MIT-LCP / physionet

A collection of tools for working with the PhysioNet repository.
http://physionet.org/
MIT License
69 stars 17 forks source link

Matching numeric files with ICU Admission ids using time stamp from numeric files #123

Open phaniparsa opened 4 years ago

phaniparsa commented 4 years ago

Hello Team,

I'm currently working on a project on MIMIC-III matched subset and trying to link numeric record files with ICU stays from clinical aspect.

Below is the logic I'm using to combine numeric records with ICU Stays: Step#1: Extracting SUBJECT_ID and DateTime stamp from numeric files. Step#2: Joining the [SUBJECT_ID, DateTime] with ICU Stays clinical file on SUBJECT_ID. Step#3: For each row in the merged data, I'm further checking if the DateTime on file is in range of an ICUSTAY INTIME and OUTTIME. If yes, I'm retrieving those. If not, I'm not considering the row.

After completing this process, I'm ending up with 15860 files out of 22247. I'm wondering if this approach is valid or not, as nearly 7000 files are missed in this way.

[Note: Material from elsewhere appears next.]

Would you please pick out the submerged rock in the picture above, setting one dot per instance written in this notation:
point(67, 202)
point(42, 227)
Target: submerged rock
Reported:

Also, as per: https://archive.physionet.org/mimic2/mimic2_matching.shtml , there is a chance for some records to not find a match. So I'm a bit curious if I can validate the numeric files based on the ICUSTAYS IN and OUTTIMEs, and retrieve only those files which lie in the [INTIME, OUTTIME] interval. Could you please confirm if this approach is fine and it is acceptable to not find matches for nearly 7000 files?

alistairewj commented 4 years ago

The approach is what I would do - and I think I similarly found around ~70-75% of icustay_id could be matched. You may want to add some fuzziness to the intime/outtime windows (+- 6 hours perhaps), as those times aren't exact (sometimes patients are put on the monitoring half an hour before they are "admitted" to the ICU).

The waveform matching process was done retrospectively so it was pretty difficult to do and unfortunately wasn't perfect for all patients. I don't actually know why so many files aren't matched but at least what you have found is roughly consistent with what I've found.